Le prêt d’employé – ou zaiseki shukko – consiste pour une entreprise à dépêcher un de ses salariés chez une entreprise partenaire pour y travailler. L’intérêt du shukko est notamment de faire bénéficier un sous-traitant d’un travailleur hautement qualifié qui le paye selon son niveau de salaire. En retour, ce système permet au donneur d’ordres qui le missionne de compléter le salaire de ce salariés tout en le conservant à moindre frais.
Le Shukko est un phénomène typiquement japonais. Il repose en effet sur la grande intégration des liens entre donneurs d’ordres et sous-traitants, matérialisée au Japon par des conglomérats – ou Keiretsu – composées d’entreprises prenants des participations croisées. L’étroitesse des liens entre sous-traitants et donneurs d’ordre a notamment favorisé au Japon l’émergence de pratique de gestion des ressources humaines originales par leur caractère interconnecté.
Comme l’explique Annie Garanto, « la pratiques des transferts de postes est devenue fréquente » à au Japon la suite du choc pétrolier de 1975. Le shukko constitue en effet la réponse des entreprises à « la stagnation de la production » et à la nécessité d’ « ajuster la masse de travail à la baisse d’activité »[1].
À la fin des années 1980 d’après Henri Nadel, c’est avant tout les grandes entreprises japonaises qui pratiquaient le shukko ; 90% d’entre elles y ont recours contre moins de la moitié des entreprises de moins de 300 salariés. Les employés transférés de ces entreprises le sont à 57% vers « les filiales (au moins 50% de participation au capital) », à 22% vers « les entreprises affiliées (moins de 50% mais plus de 20% du capital) » mais aussi dans une moindre mesure, vers « des entreprises hors groupe financier »[2].
Le shukko est utilisé pour deux types de raisons : à des fins de transfert de compétence d’abord et dans le but d’ajuster la masse salariale. Quand il s’agit de subvenir aux besoins de compétence d’un sous-traitant, Henri Nadel explique que « les shukko sont plutôt (mais pas exclusivement) des jeunes (30 à 35 ans) qui retournent après un ou deux ans chez le donneur d’ordres d’origine »[3]. Dans le cas ajustement de masse salariale, Evelyne Dourille-Feer que la pratique du shukko permet « de garantir un emploi jusqu’à la retraite, tout en délestant la maison mère des travailleurs mûrs surnuméraires »[4]. Les prêts d’employés sont donc initialement, une façon pour les entreprises japonaises de faire face à une mauvaise conjoncture tout en continuant de satisfaire l’exigence sociale de l’emploi à vie qui pèse sur elle.

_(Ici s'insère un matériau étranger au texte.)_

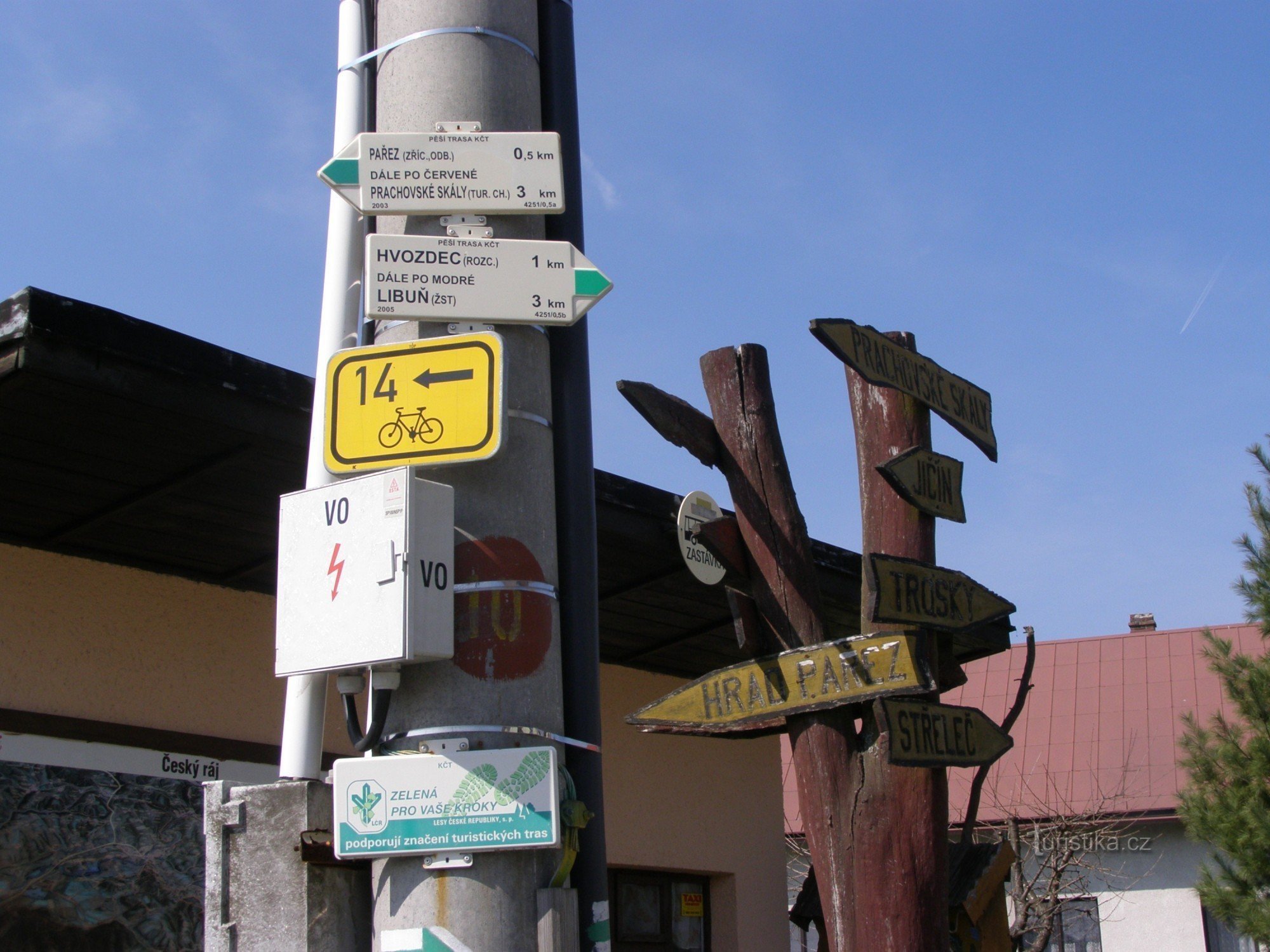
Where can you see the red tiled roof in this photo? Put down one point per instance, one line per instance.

Si le shukko s’est largement popularisée durant les années 1980, le prolongement de la crise au Japon semble avoir fait évoluer le système de prêt d’employés. C’est ce que remarque Nohara Hiroatsu remarque au tournant du XXIème siècle : « à la place de shukko garantissant, par la continuité du lien juridique, l’essentiel des conditions de travail des salariés transférés, se multiplie tenseki, le transfert définitif, qui implique la rupture de contrat »[5] écrit-il. Sous l’effet de la pression économique, la mobilité salariale inter-entreprises au Japon est donc passé de transitoire à définitive.

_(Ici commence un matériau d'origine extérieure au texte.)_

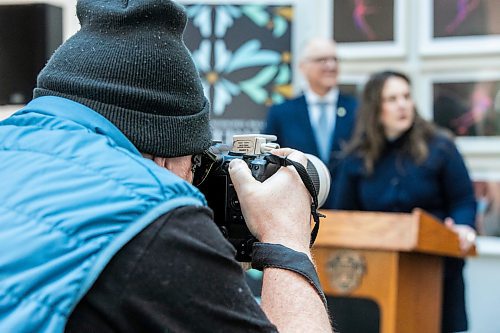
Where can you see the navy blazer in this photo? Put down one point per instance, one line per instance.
(290, 122)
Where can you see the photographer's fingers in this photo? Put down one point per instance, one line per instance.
(241, 176)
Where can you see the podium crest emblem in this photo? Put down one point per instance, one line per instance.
(346, 269)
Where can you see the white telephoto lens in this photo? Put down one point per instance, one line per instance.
(320, 176)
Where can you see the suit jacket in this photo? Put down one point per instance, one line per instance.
(290, 122)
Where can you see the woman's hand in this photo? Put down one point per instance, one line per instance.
(466, 235)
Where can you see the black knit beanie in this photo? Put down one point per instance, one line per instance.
(129, 63)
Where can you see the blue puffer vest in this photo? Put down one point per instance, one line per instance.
(73, 191)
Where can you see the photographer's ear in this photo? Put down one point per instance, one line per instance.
(181, 166)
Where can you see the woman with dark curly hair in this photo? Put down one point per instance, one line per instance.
(397, 161)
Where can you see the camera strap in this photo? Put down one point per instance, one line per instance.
(306, 179)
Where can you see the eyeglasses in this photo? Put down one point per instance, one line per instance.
(323, 60)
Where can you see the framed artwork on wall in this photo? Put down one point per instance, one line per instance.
(369, 28)
(243, 52)
(459, 27)
(468, 104)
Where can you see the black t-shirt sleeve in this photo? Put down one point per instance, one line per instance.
(177, 275)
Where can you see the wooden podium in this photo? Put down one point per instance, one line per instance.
(394, 259)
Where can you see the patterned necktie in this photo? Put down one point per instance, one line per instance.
(323, 133)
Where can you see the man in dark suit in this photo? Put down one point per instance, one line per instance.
(321, 119)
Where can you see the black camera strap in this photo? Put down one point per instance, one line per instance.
(306, 179)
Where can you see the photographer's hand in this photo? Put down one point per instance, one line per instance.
(278, 211)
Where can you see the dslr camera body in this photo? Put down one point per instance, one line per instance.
(212, 178)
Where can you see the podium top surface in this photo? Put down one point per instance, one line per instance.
(406, 232)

Par ailleurs, le tenseki touche plus spécifiquement les salariés de plus de 50 ans y compris des cadres hiérarchiques. Nohara l’illustre notamment en prenant pour exemple la conclusion entre cinq grandes firmes sidérurgiques japonaises et leurs syndicats d’ « un accord qui consiste à transformer le statut de tous les salariés de plus de 55 ans en tenseki » à la fin des années 1990. Malgré la pression exercée par la crise, les entreprises et les salariés parviennent donc toujours à concilier leurs exigences de coûts et d’emploi en utilisant la mobilité salariales. Depuis les années 2000 semble-t-il, cela se fait néanmoins au prix d’une dégradation de la situation des travailleurs qui en sont l’objet ; ces derniers sont en effet transférés plutôt que prêtés et sont contraints de rompre avec leur employeur primaire.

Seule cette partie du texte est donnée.